Terlalu berharap itu nggak baik. Begitulah pikir gue. Orang yang terlalu percaya pada orang lain itu naif. Dan faktanya lebih banyak yang akhirnya menyesal atau kecewa dibanding mereka yang puas dan bahagia. Itu rumus kehidupan. Kalau memang dia begitu bisa dipercaya, kenapa dia masih bisa mengkhianati? Bukannya kepercayaan pada akhirnya kalah dengan kenyataan? Dan pengkhianatan akan jauh lebih sakit dibanding apapun.

Itu yang gue tahu. Seenggaknya yang gue percaya sampai gue hidup sekarang. Nggak ada gunanya , menaruh kepercayaan pada seseorang yang kelak akan menghianati kita. Nggak ada gunanya berharap sesuatu yang tidak pasti. Karena jika kita terlalu berharap banyak pada seseorang, semakin sakit kita nanti jika ia tak sesuai dengan keinginan kita.

Gue udah lama sadar hal itu. Berawal ketika sejak kecil gue ditinggal kedua orang tua gue, gue udah tahu kalo mempercayai seseorang itu percuma. Yang mereka lakukan justru malah sebaliknya. Membuat kepercayaan runtuh dan balik membenci. Seorang anak kecil memang mungkin akan lupa pada apa yang dijanjikan kedua orangtuanya kemarin. Tapi akan terpatri dalam ingatan mereka suatu saat bahwa mereka bisa melakukan hal itu kepada orang lain. Kepada generasi selanjutnya. Generasi yang penuh kebohongan dan penghiatanan.

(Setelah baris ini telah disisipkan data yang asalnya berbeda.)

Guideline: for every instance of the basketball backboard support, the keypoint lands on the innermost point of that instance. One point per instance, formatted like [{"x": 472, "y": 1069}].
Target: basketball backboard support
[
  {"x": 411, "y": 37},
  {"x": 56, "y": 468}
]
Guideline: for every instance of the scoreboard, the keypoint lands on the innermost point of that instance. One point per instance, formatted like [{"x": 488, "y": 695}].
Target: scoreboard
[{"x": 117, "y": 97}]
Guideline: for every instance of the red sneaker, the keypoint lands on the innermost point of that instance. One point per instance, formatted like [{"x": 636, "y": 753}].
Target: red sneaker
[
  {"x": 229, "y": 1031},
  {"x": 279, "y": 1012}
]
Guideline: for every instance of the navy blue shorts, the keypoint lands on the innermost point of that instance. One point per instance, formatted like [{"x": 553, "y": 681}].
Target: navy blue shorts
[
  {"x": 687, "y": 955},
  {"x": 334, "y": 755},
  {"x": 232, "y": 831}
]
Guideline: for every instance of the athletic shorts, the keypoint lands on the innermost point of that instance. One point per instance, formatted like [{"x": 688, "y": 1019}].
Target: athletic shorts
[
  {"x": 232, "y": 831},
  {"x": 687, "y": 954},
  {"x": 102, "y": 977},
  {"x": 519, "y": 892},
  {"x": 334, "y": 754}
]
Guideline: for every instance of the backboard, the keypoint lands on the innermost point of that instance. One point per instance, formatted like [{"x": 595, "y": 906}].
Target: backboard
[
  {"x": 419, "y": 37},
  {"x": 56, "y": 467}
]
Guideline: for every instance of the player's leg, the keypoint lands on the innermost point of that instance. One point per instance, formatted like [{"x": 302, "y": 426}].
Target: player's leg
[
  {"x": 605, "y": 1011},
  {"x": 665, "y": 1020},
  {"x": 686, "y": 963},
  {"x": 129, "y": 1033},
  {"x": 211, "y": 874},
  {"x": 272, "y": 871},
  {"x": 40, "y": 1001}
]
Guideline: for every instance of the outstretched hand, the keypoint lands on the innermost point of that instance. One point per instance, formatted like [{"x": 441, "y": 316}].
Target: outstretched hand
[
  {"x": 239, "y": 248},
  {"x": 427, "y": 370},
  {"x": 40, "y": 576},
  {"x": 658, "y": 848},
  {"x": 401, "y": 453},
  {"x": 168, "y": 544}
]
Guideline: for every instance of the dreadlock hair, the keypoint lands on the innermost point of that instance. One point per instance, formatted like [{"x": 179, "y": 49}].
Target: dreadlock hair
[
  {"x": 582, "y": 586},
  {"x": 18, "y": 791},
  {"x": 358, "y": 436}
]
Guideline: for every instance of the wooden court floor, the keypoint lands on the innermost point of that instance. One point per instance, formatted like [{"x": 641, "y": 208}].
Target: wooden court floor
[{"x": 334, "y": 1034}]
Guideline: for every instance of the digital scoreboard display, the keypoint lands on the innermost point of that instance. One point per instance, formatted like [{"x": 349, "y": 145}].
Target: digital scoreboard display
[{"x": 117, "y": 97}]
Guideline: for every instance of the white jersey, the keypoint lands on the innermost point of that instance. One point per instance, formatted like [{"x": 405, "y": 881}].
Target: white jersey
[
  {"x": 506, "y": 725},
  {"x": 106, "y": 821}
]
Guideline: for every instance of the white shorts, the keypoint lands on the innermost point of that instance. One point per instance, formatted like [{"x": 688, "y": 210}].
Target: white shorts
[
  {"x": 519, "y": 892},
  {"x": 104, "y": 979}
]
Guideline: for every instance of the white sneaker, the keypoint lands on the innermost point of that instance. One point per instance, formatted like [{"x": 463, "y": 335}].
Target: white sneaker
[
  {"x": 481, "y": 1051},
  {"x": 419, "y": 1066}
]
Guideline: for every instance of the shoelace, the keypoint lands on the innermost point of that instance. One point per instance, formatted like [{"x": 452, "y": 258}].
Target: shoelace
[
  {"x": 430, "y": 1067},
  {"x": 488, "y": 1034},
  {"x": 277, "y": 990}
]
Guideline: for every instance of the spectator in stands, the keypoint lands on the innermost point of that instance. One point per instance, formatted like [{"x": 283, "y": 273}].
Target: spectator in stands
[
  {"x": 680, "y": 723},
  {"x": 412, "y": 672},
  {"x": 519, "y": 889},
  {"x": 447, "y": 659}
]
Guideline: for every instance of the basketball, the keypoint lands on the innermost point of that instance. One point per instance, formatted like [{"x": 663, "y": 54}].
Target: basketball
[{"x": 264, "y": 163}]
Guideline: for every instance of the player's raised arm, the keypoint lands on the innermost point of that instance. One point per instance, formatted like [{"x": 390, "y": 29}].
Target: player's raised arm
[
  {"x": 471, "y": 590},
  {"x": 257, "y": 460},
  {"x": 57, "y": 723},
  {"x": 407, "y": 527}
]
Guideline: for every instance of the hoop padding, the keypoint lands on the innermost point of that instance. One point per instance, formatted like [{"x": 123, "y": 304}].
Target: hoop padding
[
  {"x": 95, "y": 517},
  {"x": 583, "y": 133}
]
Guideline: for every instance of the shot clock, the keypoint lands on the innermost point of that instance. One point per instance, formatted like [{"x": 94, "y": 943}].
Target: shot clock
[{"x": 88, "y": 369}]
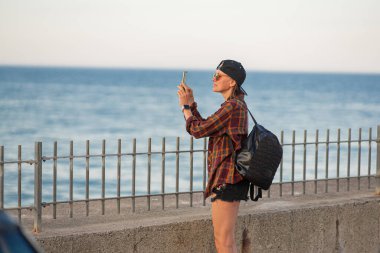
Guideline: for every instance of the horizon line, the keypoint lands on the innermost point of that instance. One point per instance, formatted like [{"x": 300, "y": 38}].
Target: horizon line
[{"x": 186, "y": 69}]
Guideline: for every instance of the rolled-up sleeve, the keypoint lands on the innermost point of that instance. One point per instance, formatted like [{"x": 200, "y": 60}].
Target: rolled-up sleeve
[
  {"x": 195, "y": 112},
  {"x": 215, "y": 125}
]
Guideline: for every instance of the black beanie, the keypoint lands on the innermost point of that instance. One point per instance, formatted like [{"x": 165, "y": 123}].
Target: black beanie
[{"x": 234, "y": 70}]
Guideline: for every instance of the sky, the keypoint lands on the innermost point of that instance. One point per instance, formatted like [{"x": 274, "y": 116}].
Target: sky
[{"x": 270, "y": 35}]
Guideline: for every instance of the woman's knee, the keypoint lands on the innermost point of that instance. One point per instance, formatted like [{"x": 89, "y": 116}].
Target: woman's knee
[{"x": 224, "y": 236}]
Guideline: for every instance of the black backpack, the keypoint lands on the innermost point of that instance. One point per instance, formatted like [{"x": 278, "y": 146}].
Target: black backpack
[{"x": 258, "y": 159}]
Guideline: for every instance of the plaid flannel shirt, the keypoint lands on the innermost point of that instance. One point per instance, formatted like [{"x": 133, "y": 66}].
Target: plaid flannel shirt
[{"x": 230, "y": 122}]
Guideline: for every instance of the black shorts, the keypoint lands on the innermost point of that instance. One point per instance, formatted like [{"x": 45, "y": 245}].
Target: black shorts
[{"x": 232, "y": 192}]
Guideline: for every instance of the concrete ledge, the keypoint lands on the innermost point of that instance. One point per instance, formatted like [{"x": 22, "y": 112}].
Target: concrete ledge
[{"x": 337, "y": 222}]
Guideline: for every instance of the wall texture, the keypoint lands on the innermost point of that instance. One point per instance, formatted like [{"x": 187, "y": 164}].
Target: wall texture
[{"x": 322, "y": 224}]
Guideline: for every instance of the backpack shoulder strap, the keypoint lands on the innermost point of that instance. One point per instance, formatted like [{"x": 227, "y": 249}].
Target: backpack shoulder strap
[{"x": 251, "y": 192}]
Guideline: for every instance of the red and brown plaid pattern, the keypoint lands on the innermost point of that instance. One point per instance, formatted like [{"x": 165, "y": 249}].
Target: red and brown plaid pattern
[{"x": 230, "y": 122}]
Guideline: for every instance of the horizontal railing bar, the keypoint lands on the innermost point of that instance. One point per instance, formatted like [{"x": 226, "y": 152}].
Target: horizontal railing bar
[
  {"x": 324, "y": 142},
  {"x": 45, "y": 158},
  {"x": 30, "y": 208},
  {"x": 121, "y": 197},
  {"x": 323, "y": 179},
  {"x": 31, "y": 162}
]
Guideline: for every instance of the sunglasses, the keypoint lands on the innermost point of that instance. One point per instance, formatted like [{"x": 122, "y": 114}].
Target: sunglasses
[{"x": 217, "y": 76}]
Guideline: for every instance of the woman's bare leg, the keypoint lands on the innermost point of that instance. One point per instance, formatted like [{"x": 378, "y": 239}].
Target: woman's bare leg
[{"x": 224, "y": 216}]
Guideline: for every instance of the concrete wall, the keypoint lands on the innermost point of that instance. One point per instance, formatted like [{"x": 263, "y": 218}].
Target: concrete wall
[{"x": 336, "y": 225}]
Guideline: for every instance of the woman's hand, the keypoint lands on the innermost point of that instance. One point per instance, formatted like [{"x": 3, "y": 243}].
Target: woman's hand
[{"x": 185, "y": 95}]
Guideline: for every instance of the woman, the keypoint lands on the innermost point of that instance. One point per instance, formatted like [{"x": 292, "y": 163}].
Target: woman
[{"x": 227, "y": 128}]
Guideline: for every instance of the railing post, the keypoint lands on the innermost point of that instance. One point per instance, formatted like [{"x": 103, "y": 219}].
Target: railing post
[
  {"x": 378, "y": 161},
  {"x": 37, "y": 186},
  {"x": 1, "y": 177}
]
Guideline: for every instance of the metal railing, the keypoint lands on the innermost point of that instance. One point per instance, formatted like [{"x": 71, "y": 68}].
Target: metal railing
[{"x": 282, "y": 178}]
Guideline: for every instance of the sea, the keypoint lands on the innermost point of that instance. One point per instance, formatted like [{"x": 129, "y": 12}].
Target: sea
[{"x": 51, "y": 104}]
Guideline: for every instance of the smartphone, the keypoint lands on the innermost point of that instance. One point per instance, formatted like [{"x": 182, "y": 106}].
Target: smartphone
[{"x": 184, "y": 77}]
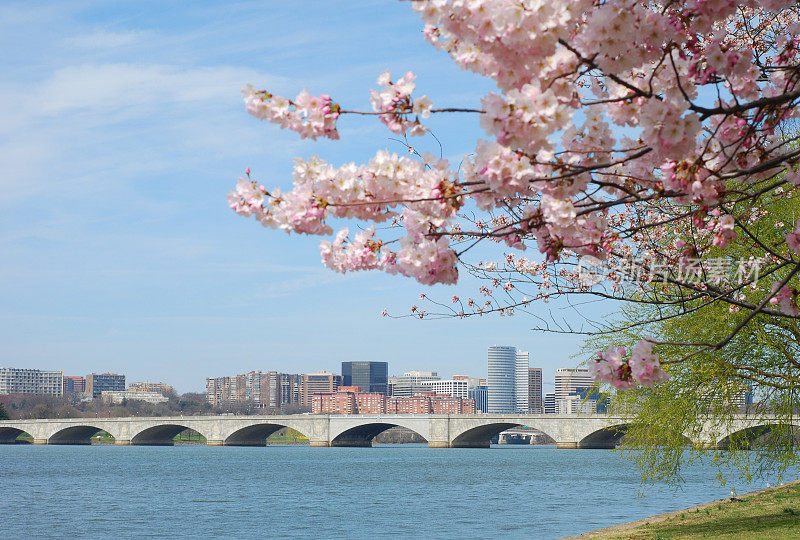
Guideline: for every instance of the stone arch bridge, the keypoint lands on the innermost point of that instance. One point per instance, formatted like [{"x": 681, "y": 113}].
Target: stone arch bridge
[{"x": 441, "y": 431}]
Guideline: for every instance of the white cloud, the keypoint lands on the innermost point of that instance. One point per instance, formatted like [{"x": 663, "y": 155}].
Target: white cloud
[{"x": 105, "y": 39}]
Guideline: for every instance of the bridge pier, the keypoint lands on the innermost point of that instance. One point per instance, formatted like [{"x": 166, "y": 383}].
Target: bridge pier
[
  {"x": 319, "y": 444},
  {"x": 351, "y": 443},
  {"x": 469, "y": 444},
  {"x": 705, "y": 446}
]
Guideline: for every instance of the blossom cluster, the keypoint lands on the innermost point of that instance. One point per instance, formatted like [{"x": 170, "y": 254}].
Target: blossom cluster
[
  {"x": 310, "y": 116},
  {"x": 784, "y": 298},
  {"x": 367, "y": 192},
  {"x": 643, "y": 367},
  {"x": 394, "y": 104}
]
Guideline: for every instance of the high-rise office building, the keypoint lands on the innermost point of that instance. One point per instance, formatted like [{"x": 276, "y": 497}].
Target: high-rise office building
[
  {"x": 571, "y": 381},
  {"x": 521, "y": 382},
  {"x": 371, "y": 377},
  {"x": 31, "y": 381},
  {"x": 263, "y": 389},
  {"x": 97, "y": 383},
  {"x": 535, "y": 402},
  {"x": 161, "y": 388},
  {"x": 453, "y": 388},
  {"x": 501, "y": 380},
  {"x": 480, "y": 395},
  {"x": 317, "y": 383},
  {"x": 73, "y": 385},
  {"x": 550, "y": 403},
  {"x": 290, "y": 388},
  {"x": 409, "y": 382}
]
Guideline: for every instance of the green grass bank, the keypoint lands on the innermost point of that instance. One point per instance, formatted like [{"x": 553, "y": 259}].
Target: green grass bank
[{"x": 772, "y": 513}]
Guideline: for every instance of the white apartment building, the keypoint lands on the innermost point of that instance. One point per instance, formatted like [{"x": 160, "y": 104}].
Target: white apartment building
[
  {"x": 118, "y": 396},
  {"x": 454, "y": 388},
  {"x": 410, "y": 382},
  {"x": 31, "y": 381},
  {"x": 571, "y": 381},
  {"x": 521, "y": 382},
  {"x": 576, "y": 405}
]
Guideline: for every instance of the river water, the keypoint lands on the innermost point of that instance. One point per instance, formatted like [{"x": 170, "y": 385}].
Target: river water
[{"x": 402, "y": 490}]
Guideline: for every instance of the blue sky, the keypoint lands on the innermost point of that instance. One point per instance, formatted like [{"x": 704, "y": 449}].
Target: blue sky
[{"x": 123, "y": 129}]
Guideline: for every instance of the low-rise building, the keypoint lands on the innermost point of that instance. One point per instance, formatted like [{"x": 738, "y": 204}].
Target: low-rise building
[
  {"x": 161, "y": 388},
  {"x": 117, "y": 397},
  {"x": 97, "y": 383},
  {"x": 452, "y": 387},
  {"x": 73, "y": 385},
  {"x": 31, "y": 381},
  {"x": 317, "y": 383}
]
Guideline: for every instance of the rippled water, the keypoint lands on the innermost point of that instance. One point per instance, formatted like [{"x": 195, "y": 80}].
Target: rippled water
[{"x": 406, "y": 490}]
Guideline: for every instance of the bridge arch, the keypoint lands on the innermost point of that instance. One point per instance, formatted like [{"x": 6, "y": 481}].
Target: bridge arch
[
  {"x": 9, "y": 435},
  {"x": 606, "y": 438},
  {"x": 80, "y": 434},
  {"x": 481, "y": 436},
  {"x": 749, "y": 437},
  {"x": 610, "y": 437},
  {"x": 256, "y": 434},
  {"x": 361, "y": 435},
  {"x": 161, "y": 434}
]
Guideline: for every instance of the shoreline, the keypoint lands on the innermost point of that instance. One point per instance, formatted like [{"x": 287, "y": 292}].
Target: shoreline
[{"x": 658, "y": 518}]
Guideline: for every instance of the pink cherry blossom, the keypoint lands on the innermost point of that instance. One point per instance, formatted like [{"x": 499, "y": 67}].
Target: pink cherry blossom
[{"x": 784, "y": 298}]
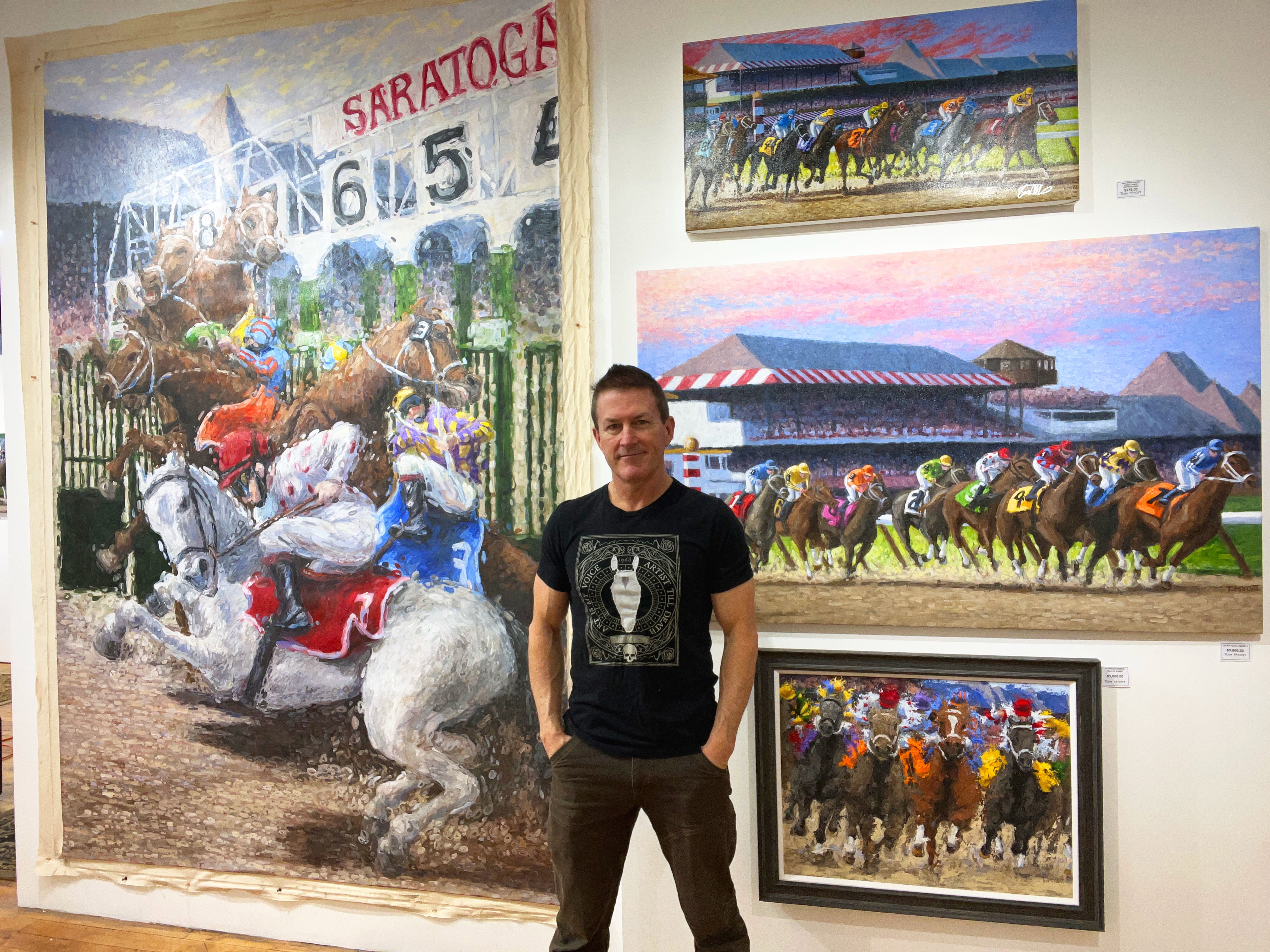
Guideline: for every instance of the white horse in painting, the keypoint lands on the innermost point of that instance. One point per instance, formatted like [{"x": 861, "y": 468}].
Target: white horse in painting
[{"x": 445, "y": 653}]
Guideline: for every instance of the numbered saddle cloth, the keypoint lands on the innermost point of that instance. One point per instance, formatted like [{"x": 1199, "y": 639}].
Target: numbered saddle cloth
[
  {"x": 1024, "y": 498},
  {"x": 1151, "y": 504},
  {"x": 347, "y": 610}
]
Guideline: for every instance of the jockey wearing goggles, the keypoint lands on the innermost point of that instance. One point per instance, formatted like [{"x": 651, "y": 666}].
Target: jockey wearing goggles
[
  {"x": 263, "y": 354},
  {"x": 335, "y": 535},
  {"x": 436, "y": 456}
]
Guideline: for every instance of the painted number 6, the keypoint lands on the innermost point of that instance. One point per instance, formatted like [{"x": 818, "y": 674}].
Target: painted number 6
[
  {"x": 341, "y": 191},
  {"x": 453, "y": 183}
]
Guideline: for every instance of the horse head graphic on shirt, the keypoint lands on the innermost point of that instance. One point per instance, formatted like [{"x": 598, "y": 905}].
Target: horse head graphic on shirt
[{"x": 626, "y": 593}]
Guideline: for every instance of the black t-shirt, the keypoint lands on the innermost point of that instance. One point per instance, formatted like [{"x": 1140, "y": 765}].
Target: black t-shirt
[{"x": 641, "y": 586}]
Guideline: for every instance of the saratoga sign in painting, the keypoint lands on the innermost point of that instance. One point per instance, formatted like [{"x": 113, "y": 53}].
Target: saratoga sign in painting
[
  {"x": 915, "y": 115},
  {"x": 305, "y": 301}
]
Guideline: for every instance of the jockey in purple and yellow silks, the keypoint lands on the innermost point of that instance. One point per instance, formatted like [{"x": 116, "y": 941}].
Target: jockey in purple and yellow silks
[
  {"x": 440, "y": 432},
  {"x": 263, "y": 354}
]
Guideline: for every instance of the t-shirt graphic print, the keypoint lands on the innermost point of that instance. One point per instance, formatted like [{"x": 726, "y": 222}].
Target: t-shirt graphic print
[{"x": 630, "y": 589}]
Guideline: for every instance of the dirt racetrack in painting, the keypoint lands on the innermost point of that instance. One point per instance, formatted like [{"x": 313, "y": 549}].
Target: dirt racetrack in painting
[
  {"x": 1218, "y": 605},
  {"x": 155, "y": 772},
  {"x": 888, "y": 197}
]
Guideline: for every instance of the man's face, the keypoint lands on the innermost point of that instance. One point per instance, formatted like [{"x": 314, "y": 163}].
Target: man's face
[{"x": 632, "y": 434}]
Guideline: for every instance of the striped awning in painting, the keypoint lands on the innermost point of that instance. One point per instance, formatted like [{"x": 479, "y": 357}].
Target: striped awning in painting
[
  {"x": 731, "y": 66},
  {"x": 884, "y": 379}
]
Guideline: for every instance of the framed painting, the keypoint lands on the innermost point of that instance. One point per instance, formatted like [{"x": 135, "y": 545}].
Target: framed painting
[
  {"x": 938, "y": 112},
  {"x": 317, "y": 313},
  {"x": 985, "y": 437},
  {"x": 949, "y": 786}
]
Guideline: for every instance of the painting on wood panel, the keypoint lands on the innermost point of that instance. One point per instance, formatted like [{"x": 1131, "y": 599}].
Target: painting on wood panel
[
  {"x": 940, "y": 786},
  {"x": 1062, "y": 434},
  {"x": 305, "y": 295},
  {"x": 915, "y": 115}
]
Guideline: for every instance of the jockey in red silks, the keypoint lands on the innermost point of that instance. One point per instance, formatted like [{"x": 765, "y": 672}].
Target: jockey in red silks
[
  {"x": 1051, "y": 461},
  {"x": 336, "y": 531}
]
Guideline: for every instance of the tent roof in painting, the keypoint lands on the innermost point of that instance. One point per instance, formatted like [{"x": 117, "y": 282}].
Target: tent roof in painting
[
  {"x": 748, "y": 359},
  {"x": 1013, "y": 351},
  {"x": 726, "y": 58}
]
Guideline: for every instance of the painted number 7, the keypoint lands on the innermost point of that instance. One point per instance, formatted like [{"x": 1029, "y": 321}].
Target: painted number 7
[
  {"x": 450, "y": 168},
  {"x": 463, "y": 550}
]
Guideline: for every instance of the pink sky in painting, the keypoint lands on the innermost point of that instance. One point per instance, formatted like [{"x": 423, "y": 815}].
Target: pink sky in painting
[{"x": 1104, "y": 306}]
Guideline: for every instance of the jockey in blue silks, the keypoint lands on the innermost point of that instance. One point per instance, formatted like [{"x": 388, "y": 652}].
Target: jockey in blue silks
[
  {"x": 1196, "y": 466},
  {"x": 263, "y": 354},
  {"x": 784, "y": 125},
  {"x": 758, "y": 477}
]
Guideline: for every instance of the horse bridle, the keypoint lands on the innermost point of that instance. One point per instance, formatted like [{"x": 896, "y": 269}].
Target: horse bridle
[
  {"x": 421, "y": 333},
  {"x": 239, "y": 229},
  {"x": 199, "y": 502},
  {"x": 130, "y": 379},
  {"x": 1226, "y": 465}
]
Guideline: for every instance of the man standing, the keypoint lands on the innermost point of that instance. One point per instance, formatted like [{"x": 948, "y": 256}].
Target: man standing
[{"x": 643, "y": 562}]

"Nggak semua orang begitu,  Meta." lagi-lagi sikap optimisnya Lena ini ingin membunuhku.
Selalu begitu. Itu yang orang lain ingin dengar dan apa yang ingin mereka percayai. Bahwa memang manusia diciptakan berbeda dan pasti ada orang yang tidak begitu. Tapi seberapa banyak? Seberapa persen orang yang selalu tepat janji dan tidak ingkar? Apakah prosentase ini melebihi orang yang suka ingkar janji? Bahkan belum ada penelitian tentang itu dan manusia optimis ini men-judge bahwa tidak semuanya begitu.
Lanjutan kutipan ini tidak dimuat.